The algorithm uses a list of lookup words to determine what information it needs to mask. You can decide which words the algorithm uses to search for material such as addresses. For example, you can set the algorithm to look for “St,” “Cir,” “Blvd,” and other words that suggest an address. You can also use pattern matching to identify potentially sensitive information. For example, a number that takes the form 123-45-6789 is likely to be a Social Security Number. Lookup words and regular expressions will match individual words within the input text, rather than phrases.

You can use a Free Text Redaction Algorithm Framework to show or hide information by displaying either a “DenyList” or an “AllowList.”

DenyList – Designated material will be redacted (removed). For example, you can set a deny list to hide patient names and addresses. The deny list feature will match the data in the lookup file to the input.

AllowList – ONLY designated material will be visible. For example, if a drug company wants to assess how often a particular drug is being prescribed, you can use an allow list so that only the name of the drug will appear in the notes.

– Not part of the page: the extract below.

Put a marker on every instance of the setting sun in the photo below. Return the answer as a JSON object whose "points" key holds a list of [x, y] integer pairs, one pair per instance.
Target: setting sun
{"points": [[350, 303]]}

Creating a Free Text Redaction Algorithm via UI

  1. Enter an Algorithm Name.

  2. Enter a Description.

  3. Select a Redact Type: the Deny List or Allow List.

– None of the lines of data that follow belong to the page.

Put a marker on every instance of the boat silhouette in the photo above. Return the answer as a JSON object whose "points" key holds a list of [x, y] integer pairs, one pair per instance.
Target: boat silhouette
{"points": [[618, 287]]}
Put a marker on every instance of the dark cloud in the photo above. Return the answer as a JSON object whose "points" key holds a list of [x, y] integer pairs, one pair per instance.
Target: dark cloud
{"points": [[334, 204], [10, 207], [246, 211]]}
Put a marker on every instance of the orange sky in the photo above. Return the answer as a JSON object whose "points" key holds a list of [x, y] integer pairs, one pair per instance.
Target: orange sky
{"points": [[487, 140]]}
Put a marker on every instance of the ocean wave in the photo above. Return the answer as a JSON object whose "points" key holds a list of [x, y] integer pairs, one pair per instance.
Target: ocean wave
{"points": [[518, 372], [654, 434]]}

  4. Select a Lookup File and enter a Redaction Value OR/AND

  5. Enter Regular Expressions separated by a new line and enter a Redaction Value.

  6. Click Save.

Existing limitations:
  1. The maximum number of supported Regular Expressions is 50. Exceeding this number will lead to the Component Configuration exception.
  2. The maximum number of supported words in the Lookup File is 1000. Exceeding this number may affect the algorithm performance.
  3. The Lookup File format must be txt.
  4. Every entry in the Lookup File must be a new line separated. Phrases are not supported. Case sensitive.
  5. The maximum length of an input text to mask is 32768. Exceeding this number will lead to the Non-Conformant data exception.

For information on creating Free Text Redaction algorithms through the API, see API Calls for Creating Algorithms - Free Text Redaction.

Examples

Input:

The customer Bob Jones is satisfied with the terms of the sales
agreement. Please call to confirm at 718-223-7896.
Algorithm configuration:
  1. The Redact Type is DenyList
  2. Lookup File entries:

    Bob
    Jones
    agreement
    
  3. The Lookup File Redaction Value is XXXX

  4. Regular Expressions entry:
    [0-9]{3}-[0-9]{3}-[0-9]{4}
    
    1. The Regular Expression Redaction Value is YYYY
Masking result:
The customer XXXX XXXX is satisfied with the terms
of the sales XXXX. Please call to confirm at YYYY.

"Bob", "Jones", "agreement" and the phone number are redacted.